Much evidence supports the importance of conformational selection, making simulations of individual proteins highly informative in many cases. For example, analysis of simulations of WW domains suggested that conformational selection is at play in their binding interactions (31). These simulations did not include any of the WW domain’s binding partners, so they could not directly assess the relative importance of conformational selection and induced fit. Simulations of the lysine-, arginine-, and ornithine-binding (LAO) protein and one of its substrates, arginine, directly addressed the relative roles of conformational selection and induced fit, finding a significant role for conformational selection (Fig. 3) (32). Specifically, the authors found that binding occurs via a three-state mechanism in which the protein exists in an equilibrium between an open and partially closed state. Ligand interacts favorably with the partially closed state and can then induce total closure, which is extremely rare in the absence of ligand. Later studies of the binding of the p53 TAD peptide and its protein receptor MDM2 also suggested a mixture of conformational selection and induced fit (33). Importantly, this work recognized that the dominant mechanism is dependent on the concentrations of the species and found that induced fit dominates across a wide range of concentrations in this particular case. A study of cyclic peptide binding to MDM2 found that the idea of conformational selection applies just as well to foldable ligands (34). A mix of conformational selection and induced fit was also observed in the binding of a ligand to β-lactamase (35). Together, these studies suggest that conformational selection plays a sufficiently significant role that much can be learned from simulations of isolated proteins without explicitly including their binding partners in the simulation.

Figure 3.

Figure 3

The 10 highest flux pathways from the unbound states of the lysine-, arginine-, and ornithine (LAO)-binding protein to the arginine-bound state. The arrow widths are proportional to the flux, the two lobes of the lysine-, arginine-, and ornithine-binding protein are shown in dark/light blue, and arginine is shown as red sticks. State numbers and their equilibrium populations are also shown. The conformational selection and induced fit pathways from the unbound states to the encounter complex state are shown in green and gray arrows, respectively. Reproduced from Silva et al. (32). To see this figure in color, go online.

The value of simulating isolated proteins has borne out in many subsequent studies. For example, Sun et al. inferred how G protein-coupled receptor binding to G proteins allosterically triggers nucleotide release from a site over 30 Å away from simulations of G proteins (36). Porter et al. later used similar logic to identify conformational dynamics in the active sites of isolated myosin motor proteins that are predictive of the lifetime of the actin-bound states of myosins (37). Functionally relevant dynamics have also been observed in simulations of kinases (38,39), G protein-coupled receptors (40), enzymes like SETD8 (41), DNA binding (42), and transcription (43,44).

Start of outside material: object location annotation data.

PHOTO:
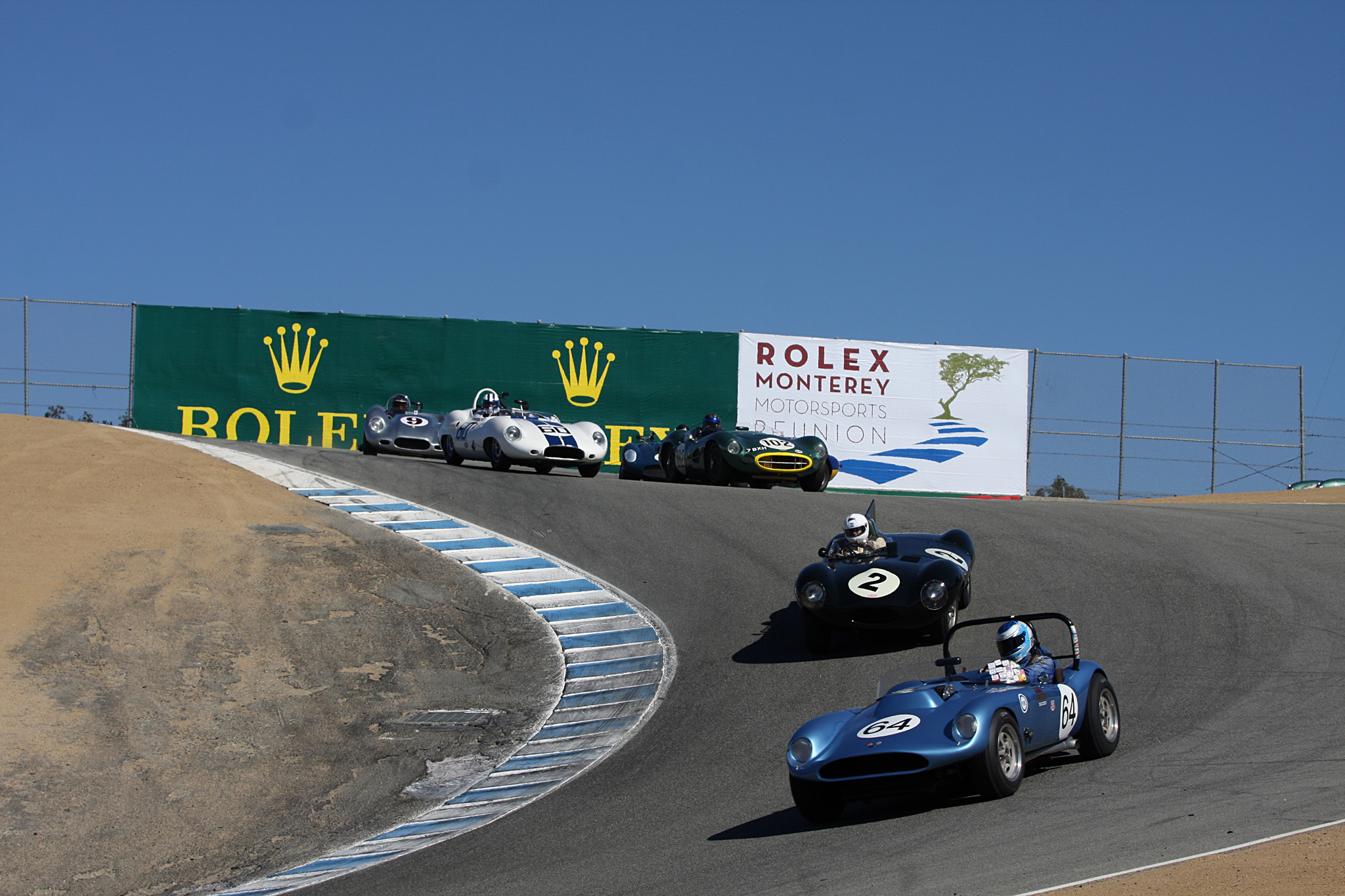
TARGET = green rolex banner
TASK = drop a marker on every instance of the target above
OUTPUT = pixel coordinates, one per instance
(291, 378)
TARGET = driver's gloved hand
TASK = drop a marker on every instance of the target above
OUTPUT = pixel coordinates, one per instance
(1006, 672)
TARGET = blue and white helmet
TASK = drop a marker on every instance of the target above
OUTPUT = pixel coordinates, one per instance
(1015, 641)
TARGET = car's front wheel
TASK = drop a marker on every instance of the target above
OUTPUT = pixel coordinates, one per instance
(1000, 766)
(716, 468)
(816, 801)
(496, 454)
(817, 633)
(817, 481)
(1102, 720)
(451, 457)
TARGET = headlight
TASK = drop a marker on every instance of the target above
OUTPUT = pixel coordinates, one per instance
(966, 726)
(813, 594)
(934, 594)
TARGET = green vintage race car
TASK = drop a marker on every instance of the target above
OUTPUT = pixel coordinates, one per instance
(724, 457)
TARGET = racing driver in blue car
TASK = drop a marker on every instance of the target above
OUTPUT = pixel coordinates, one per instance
(1021, 658)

Methods and tools for the broader scientific community

Besides the scientific insights, some of Folding@home’s greatest legacies are the many algorithms and software that have been developed and shared with the broader scientific community.

MSM methods have been one of the most important contributions (45,46,47). As already mentioned, the Pande lab began developing and applying ideas on how to construct and analyze these models in the mid-2000s (15,16,48), in synergy with concurrent developments in the rest of the field (49,50). These algorithms were soon incorporated into a software package, called MSMBuilder (51,52,53), that was adopted by many theorists for analyzing their simulation data. Later versions of the code drew heavily from another software package developed by the Folding@home community, called MDTraj (54), which provides many useful functions for operating on and analyzing simulation trajectories. The enspara software (55) also provides extra functionality, especially for dealing with large datasets like those frequently generated on Folding@home and tools for inferring allostery and the effects of mutations (56,57). Methods have also been introduced for assessing the quality of different MSMs (58,59,60,61), defining states for complex systems (62), and accounting for memory effects (63,64). Analysis methods built on the MSM framework facilitate a wide variety of research, from understanding allosteric networks (56,65,66) to understanding the effects of mutations and drugs (57), predicting the effect of such perturbations (67). and reconciling simulations and experiments (68).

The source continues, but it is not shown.